You may have heard of the term “Keyline” or “dieline” In the packaging world, these words represent the same thing. They simply refer to the template or a blueprint that is required to ensure the final layout of the physical package or box is correct. Creating dielines are a specific skill set but can be created by graphic designers, die cutters or printing companies. The lines on a dieline are normally colour coded to represent 3 types of lines.
-The cut line
-The fold line
When the designer has created the Keyline, the file can be sent to a plotting machine where a quick physical sample can be made for the customer. This is a great option that lets the designer and the customer hold and feel the actual packaging prior to going in to production. Once the designer and customer are happy with the sample then the keyline is sent to a Laser cutting machine where the Keyline lasers out the cutting forme on an MDF board (This forme is needed for the Die cutting stage).
Why do Dielines Matter?
Since dielines provide the main blueprint for a package design they are super important in the box production process. They ensure the following factors are accurate:
- Package sizing, scale, and dimensions.
- The location of all the printed elements, like logos, text, and images.
- Placement of creases, cutlines, glue tabs, eye marks, folds, and other points.
- Unique manufacturing notes and bleed requirements.

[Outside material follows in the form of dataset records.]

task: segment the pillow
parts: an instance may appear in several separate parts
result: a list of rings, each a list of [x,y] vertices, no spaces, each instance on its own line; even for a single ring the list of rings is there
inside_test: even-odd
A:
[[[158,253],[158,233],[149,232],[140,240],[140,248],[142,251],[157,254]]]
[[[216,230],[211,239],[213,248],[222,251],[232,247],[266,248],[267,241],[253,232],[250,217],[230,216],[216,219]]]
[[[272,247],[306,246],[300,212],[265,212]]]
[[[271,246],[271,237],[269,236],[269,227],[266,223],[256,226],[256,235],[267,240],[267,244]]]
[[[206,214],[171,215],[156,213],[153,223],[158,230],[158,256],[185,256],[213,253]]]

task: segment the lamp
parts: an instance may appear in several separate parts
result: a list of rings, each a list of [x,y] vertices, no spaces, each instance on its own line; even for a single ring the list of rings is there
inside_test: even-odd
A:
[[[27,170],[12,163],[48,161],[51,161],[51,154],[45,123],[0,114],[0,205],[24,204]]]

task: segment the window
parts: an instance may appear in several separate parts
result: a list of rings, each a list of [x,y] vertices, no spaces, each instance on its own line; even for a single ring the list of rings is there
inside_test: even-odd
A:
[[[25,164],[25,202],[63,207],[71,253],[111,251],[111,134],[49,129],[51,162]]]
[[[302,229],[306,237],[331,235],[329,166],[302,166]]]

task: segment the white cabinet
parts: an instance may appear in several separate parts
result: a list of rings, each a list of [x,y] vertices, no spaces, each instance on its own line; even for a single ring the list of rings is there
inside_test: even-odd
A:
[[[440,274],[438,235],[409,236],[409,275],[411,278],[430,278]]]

As a simple exercise, go in to the kitchen and grab an empty cereal box, unfold all the tabs and flatten the box. The creases, folds, and other visual elements will now be easily visible in relation to the box’s sides, front, and back. If you trace out these lines and mark out the 3 different types of lines and creases you will essentially have a dieline! Simple really!
How to Make a Dieline
You can begin by just finding a box that resembles the one you are designing. Again, unfold the tabs, flatten, and measure it. These measurements will be the basis for the creation of your own Keylines.

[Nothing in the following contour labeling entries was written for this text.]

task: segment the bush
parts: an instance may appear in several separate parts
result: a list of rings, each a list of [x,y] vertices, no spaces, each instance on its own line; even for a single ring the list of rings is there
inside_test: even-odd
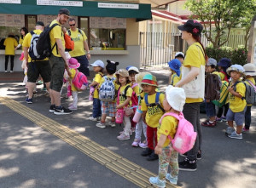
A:
[[[232,64],[245,65],[247,63],[248,50],[243,46],[239,46],[237,48],[231,47],[220,47],[219,48],[213,48],[209,46],[206,48],[207,54],[209,58],[214,58],[218,62],[222,58],[229,58]]]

A client may send an example of how they’d like the final product to look. In this case, you can take that model and see where the graphic print and tucks are. You can also use wrapped paper to take the proper measurements of the product to estimate the needed size.

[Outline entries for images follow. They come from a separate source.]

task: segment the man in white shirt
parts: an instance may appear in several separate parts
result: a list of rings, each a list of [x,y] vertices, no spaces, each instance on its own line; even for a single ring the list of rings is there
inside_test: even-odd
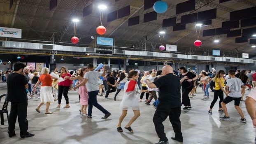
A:
[[[244,117],[244,114],[242,109],[239,107],[240,101],[242,97],[241,94],[241,87],[244,85],[242,80],[235,77],[235,71],[234,70],[230,70],[228,71],[228,75],[230,77],[226,87],[226,91],[227,92],[228,95],[222,101],[221,103],[222,109],[225,113],[225,115],[219,119],[221,120],[229,120],[230,117],[228,116],[228,109],[226,107],[226,105],[229,102],[235,101],[235,107],[241,116],[241,119],[239,121],[242,122],[246,122],[246,119]],[[228,88],[229,88],[229,91],[228,91]]]
[[[93,71],[93,65],[92,64],[88,65],[88,68],[89,72],[84,74],[84,80],[81,84],[75,86],[74,90],[75,90],[79,87],[86,84],[89,95],[87,118],[89,119],[92,119],[91,114],[92,113],[93,105],[105,114],[104,117],[102,117],[101,118],[106,119],[111,114],[100,105],[97,101],[97,95],[99,93],[99,84],[98,84],[98,78],[100,76],[104,77],[105,76],[106,72],[105,66],[103,66],[103,72],[102,74],[100,72]]]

Next step is choosing the designing tool. Dielines are typically created using Adobe Illustrator, Adobe Design, or Artioscad. They all perform the same job so it is up to the designer to choose which one suits them best.
Requirements for Creating Dielines
- Keylines must be created in Vector files. (eg, AI or PDF)
- Accurate specifications are very important when building a dieline.
- This step may not be required, but inexperienced designers might also want to make a hard copy of the dieline before sending the design to print. This stage can help you catch any unforeseen errors before production. This can be done with a plotter where a sample can be produced
Creating a dieline is a collaborative effort between you, your design team, and any other coworkers helping in your particular project, so always make sure to keep your creative team involved early in the creation process. More sets of eyes mean fewer chances of mistakes happening. Nothing is worse than spending days or even weeks on a project only to be told your material is inadequate and you must start over from scratch.